Labor suffered large swings against it in Melbourne’s poorer north and west, which bore the brunt of lockdowns, authoritarian policing and COVID fines.
In two party terms there was a 12.6 per cent swing to the Liberals in St Albans, 11 per cent in Thomastown and 10.8 per cent in Kororoit in Melbourne’s west. But Labor’s big margins here meant the party was able to avoid losing any seats.
Lack of services in western Melbourne were another source of anger—symbolised by the Melton hospital, where the construction start date is still two years away.
By contrast Labor increased its vote in some of the wealthier seats in Melbourne’s east, even taking seats such as Bayswater, Glen Waverley and Hastings from the Liberals.

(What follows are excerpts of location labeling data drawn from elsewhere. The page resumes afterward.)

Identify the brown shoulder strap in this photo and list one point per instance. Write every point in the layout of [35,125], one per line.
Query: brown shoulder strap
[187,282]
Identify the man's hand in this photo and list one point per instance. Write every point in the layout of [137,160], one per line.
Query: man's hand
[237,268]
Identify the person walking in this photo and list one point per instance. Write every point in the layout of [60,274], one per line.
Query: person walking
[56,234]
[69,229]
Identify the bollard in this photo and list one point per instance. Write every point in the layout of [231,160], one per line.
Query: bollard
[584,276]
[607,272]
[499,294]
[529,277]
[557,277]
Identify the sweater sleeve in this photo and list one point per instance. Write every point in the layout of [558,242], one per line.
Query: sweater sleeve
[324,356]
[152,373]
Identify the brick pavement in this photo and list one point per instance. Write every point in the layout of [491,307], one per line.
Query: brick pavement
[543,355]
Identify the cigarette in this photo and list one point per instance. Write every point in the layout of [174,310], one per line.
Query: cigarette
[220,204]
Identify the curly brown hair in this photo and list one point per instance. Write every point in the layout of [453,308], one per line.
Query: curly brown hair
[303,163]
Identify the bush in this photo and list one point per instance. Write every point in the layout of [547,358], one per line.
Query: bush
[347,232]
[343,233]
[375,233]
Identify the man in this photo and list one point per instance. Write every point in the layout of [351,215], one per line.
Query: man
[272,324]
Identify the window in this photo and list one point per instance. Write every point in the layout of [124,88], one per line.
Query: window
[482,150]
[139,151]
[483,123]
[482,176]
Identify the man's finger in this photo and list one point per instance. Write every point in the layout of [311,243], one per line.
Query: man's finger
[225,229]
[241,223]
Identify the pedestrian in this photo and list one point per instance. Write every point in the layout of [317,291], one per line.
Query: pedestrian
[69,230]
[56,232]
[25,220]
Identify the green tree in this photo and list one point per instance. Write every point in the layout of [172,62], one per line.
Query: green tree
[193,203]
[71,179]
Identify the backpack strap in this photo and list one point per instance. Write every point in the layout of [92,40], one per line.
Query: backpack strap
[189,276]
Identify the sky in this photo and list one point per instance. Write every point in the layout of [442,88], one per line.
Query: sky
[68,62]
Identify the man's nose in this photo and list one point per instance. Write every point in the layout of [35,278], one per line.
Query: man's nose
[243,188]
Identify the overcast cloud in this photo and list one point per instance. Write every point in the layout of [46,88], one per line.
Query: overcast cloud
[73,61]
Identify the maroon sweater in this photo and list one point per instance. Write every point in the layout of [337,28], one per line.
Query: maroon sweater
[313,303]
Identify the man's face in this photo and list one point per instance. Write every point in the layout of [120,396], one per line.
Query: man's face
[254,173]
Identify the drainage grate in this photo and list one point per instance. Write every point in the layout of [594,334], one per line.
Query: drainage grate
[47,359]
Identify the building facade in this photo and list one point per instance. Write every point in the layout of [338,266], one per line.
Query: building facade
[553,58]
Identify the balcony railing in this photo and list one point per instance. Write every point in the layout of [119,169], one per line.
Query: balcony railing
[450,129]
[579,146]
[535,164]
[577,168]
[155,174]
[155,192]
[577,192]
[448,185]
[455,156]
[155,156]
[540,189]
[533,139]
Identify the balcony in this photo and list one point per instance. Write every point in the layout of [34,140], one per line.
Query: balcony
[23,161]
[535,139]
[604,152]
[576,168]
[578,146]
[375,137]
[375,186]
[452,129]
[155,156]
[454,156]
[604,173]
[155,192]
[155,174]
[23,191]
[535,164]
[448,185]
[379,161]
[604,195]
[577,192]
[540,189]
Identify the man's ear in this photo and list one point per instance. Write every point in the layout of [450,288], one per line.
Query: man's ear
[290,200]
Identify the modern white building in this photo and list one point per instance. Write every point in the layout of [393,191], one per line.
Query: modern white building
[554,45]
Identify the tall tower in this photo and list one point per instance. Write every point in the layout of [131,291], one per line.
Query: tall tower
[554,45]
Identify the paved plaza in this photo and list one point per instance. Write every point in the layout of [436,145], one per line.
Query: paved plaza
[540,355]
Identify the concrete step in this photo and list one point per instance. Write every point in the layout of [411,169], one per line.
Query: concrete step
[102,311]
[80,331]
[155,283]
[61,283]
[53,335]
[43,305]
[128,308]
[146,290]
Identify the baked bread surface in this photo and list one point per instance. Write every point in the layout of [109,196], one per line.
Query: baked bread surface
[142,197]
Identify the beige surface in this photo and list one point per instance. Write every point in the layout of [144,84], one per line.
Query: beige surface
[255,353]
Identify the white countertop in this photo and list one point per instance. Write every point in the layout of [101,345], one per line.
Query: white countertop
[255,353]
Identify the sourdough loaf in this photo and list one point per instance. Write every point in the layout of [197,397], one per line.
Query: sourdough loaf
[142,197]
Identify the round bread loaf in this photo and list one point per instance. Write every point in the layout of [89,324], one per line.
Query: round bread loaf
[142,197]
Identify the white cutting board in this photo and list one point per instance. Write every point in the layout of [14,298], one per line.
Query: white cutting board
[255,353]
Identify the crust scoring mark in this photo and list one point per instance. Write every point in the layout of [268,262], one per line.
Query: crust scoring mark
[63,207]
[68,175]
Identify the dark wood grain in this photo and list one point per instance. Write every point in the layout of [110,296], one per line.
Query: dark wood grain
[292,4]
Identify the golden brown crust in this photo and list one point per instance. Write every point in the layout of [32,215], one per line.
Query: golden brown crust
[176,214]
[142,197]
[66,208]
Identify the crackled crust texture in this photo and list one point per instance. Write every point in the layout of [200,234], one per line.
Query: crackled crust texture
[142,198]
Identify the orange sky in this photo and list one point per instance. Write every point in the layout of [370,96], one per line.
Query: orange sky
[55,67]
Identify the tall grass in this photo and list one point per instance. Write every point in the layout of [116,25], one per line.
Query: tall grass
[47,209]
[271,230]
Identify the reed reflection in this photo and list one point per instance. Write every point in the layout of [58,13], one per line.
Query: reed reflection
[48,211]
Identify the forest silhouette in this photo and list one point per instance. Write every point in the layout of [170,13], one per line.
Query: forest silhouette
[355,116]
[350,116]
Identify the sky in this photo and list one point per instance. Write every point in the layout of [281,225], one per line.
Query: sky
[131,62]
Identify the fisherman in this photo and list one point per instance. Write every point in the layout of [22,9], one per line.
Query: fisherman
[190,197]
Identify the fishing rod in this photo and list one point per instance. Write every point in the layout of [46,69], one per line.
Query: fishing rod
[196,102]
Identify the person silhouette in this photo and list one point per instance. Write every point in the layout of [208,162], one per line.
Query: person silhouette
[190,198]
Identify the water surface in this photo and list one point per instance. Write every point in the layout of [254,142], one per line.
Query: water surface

Here most people had jobs where they could work from home, unlike the essential workers who had to keep going into work during lockdowns.
In the upper house Labor, The Greens, Legalise Cannabis and Animal Justice will also probably have 22 of the 40 seats, meaning there will be a progressive majority in the new Legislative Council.
The Liberals’ result exposed a deep crisis—with the party shunned by young voters, women and multicultural communities.
They were discredited by far-right candidates such as Renee Heath, member of the homophobic, transphobic and anti-abortion City Builders Church, and Timothy Dragan, who was recorded saying that he wants to ban abortion and didn’t think Indigenous people should be recognised.
Leader Matthew Guy distanced the Liberals from Heath and said she would be a “Liberal independent” but the link between the Liberals and conservative religion was established. Still listed on the Liberal ticket, Heath went on to win a seat in the upper house.
The Liberals are tainted by corruption scandals like Guy’s infamous “lobster with a mobster” dinner in 2017. Two weeks before election day Guy and his former chief of staff Mitch Catlin were referred to the anti-corruption commission after Catlin asked a billionaire donor to pay over $100,000 to his marketing company.
Labor portrayed Guy as “the cuts guy”, which they contrasted with Labor policies like bringing back the State Electricity Commission and increasing spending on childcare, which includes establishing 50 affordable, government-owned childcare centres in so-called “childcare deserts”. Guy resigned as Liberal leader following the election loss.
The Nationals won back some regional seats from independents, and teal independents also failed to take any seats.
Victorian Greens leader Samantha Ratnam initially described The Greens’ performance as a “Greenslide” but in the end The Greens took only Richmond from Labor, with the help of Liberal preferences.
The Greens also retained Melbourne, Prahran and Brunswick. While their vote increased, this came overwhelming from inner-city seats, flatlining or declining in outer-suburban areas.
The Victorian Socialists got close to 10 per cent of the vote in some seats, like Footscray and Broadmeadows, benefiting from the disillusionment with the major parties. But they were unable to win hoped-for seats in the upper house.
Despite Daniel Andrews’ boast about his progressive government, there are serious problems around the health system, public sector wages and public housing. Labor has presided over a declining public housing sector, while massively increasing spending on police and prisons.
The Victorian government has started the process of negotiating a treaty with First Nations Victorians. But, according to Jill Gallagher, CEO of Victorian Aboriginal Community Controlled Health Organisation, “In Victoria, more Aboriginal people have died in custody in the last five years than the previous 25.”
Teachers’ and public servants’ pay is falling due to inflation and the 1.5 per cent pay cap, with little opposition from the unions, who simply fell in behind Labor. Strike action is needed to scrap Labor’s pay cap.
The left needs to channel anger over the neglect of public services into struggle through our unions and in campaigns on the streets.